According to Wikipedia the right to Internet access, also known as the right to broadband, is the view that all people must be able to access the Internet in order to exercise and enjoy their rights to Freedom of expression and opinion and other fundamental human rights, that states have a responsibility to ensure that Internet access is broadly available and that states may not unreasonably restrict an individual’s access to the Internet.
In June the United Nations Human Rights Council passed a non-binding resolution that condemns countries that intentionally blocks citizen’s internet access.
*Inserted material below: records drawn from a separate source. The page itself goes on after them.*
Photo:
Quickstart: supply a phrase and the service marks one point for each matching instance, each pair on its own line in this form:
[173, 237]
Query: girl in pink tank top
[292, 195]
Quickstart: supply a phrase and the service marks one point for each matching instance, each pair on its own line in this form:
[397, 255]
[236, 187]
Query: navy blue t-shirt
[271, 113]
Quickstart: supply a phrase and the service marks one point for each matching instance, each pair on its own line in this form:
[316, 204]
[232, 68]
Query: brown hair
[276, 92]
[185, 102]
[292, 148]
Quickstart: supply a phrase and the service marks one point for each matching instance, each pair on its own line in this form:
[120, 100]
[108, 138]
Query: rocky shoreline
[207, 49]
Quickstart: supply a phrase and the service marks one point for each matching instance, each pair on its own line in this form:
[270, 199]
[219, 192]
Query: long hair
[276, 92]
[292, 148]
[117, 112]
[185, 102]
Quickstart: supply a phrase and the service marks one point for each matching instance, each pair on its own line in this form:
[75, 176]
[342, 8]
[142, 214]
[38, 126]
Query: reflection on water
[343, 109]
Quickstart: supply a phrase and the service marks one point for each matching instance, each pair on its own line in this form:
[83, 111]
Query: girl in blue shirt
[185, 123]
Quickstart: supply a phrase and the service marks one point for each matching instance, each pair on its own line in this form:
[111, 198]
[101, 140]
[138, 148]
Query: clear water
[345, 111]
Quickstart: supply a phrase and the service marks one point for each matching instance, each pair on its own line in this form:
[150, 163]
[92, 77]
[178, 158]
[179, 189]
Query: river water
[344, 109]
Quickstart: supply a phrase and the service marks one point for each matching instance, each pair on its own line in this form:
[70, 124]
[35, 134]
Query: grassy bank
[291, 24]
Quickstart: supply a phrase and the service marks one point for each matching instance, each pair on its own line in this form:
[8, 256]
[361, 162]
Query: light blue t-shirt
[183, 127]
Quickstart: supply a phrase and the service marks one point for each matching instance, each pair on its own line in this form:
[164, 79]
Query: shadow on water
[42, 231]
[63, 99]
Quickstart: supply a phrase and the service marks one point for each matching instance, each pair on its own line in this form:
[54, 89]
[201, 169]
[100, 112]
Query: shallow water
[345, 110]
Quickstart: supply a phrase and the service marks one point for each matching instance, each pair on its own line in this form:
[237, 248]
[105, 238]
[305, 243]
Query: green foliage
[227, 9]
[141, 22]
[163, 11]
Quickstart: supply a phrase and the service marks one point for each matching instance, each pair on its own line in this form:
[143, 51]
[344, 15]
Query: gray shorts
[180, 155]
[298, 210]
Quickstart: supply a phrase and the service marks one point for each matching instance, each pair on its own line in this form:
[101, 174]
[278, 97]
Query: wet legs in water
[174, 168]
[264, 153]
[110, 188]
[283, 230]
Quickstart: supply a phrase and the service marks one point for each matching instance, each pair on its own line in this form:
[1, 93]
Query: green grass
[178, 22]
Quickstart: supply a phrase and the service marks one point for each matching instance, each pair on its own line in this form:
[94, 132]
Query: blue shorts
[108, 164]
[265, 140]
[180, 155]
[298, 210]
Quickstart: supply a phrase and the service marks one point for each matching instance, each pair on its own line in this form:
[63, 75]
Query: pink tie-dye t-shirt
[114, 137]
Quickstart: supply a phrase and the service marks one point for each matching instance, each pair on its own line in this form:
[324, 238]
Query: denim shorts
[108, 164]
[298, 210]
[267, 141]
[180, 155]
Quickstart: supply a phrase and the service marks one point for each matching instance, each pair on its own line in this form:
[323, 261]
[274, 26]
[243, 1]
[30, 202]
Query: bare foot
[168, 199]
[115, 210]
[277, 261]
The resolution met some oppositions from countries like Russia, China, India, Saudi Arabia and South Africa (Come on SA, Even You too?).The resolution on “the promotion, protection and enjoyment of human rights on the Internet” (A/HRC/32/L.20) is the joint initiative of Brazil, Nigeria (Yay! Proudly Naija), Sweden, Tunisia, Turkey, and the United States of America. Good thing more than 70 nations supported the resolutions as cosponsors
Thomas Hughes, the executive director of Article 19- a British organization that works to promote freedom of speech and information, in a statement wrote:
The resolution is a much-needed response to increased pressure on freedom of expression online in all parts of the world. From impunity for the killings of bloggers to laws criminalizing legitimate dissent on social media, basic human rights principles are being disregarded to impose greater controls over the information we see and share online.
It’s very necessary to increase access to the internet, affords different sources for training, especially throughout the digital divide.
The resolution addressed a number of issues chief of which is freedom of expression on the internet.
- Calling upon all states to address security concerns in “a way that ensures freedom and security on the Internet,”
- Ensuring accountability for all human rights violations and abuses committed against persons for exercising their human rights,
- Recognizing that privacy online is important,
- Stressing the importance of education for women and girls in relevant technology fields.
Download the adopted resolutions here
The is a push in the right direction, although the resolution is not binding as the UN can’t enforce resolutions legally. They only provide guidelines for participating nations and to put pressure on the others who may have different views. it is now left for countries to start actively addressing issues, legal guidelines concerning freedom of expression and ways these rights may be abused to unfold violence, terrorist ideals, and harassment.
PS- I also want the internet to be free also. I love what Zuckerberg is doing with the internet.org by facebook initiative and free basics, making the internet accessible to more people by providing them access to a range of free basic services like news, maternal health, travel, local jobs, sports, communication, and local government information.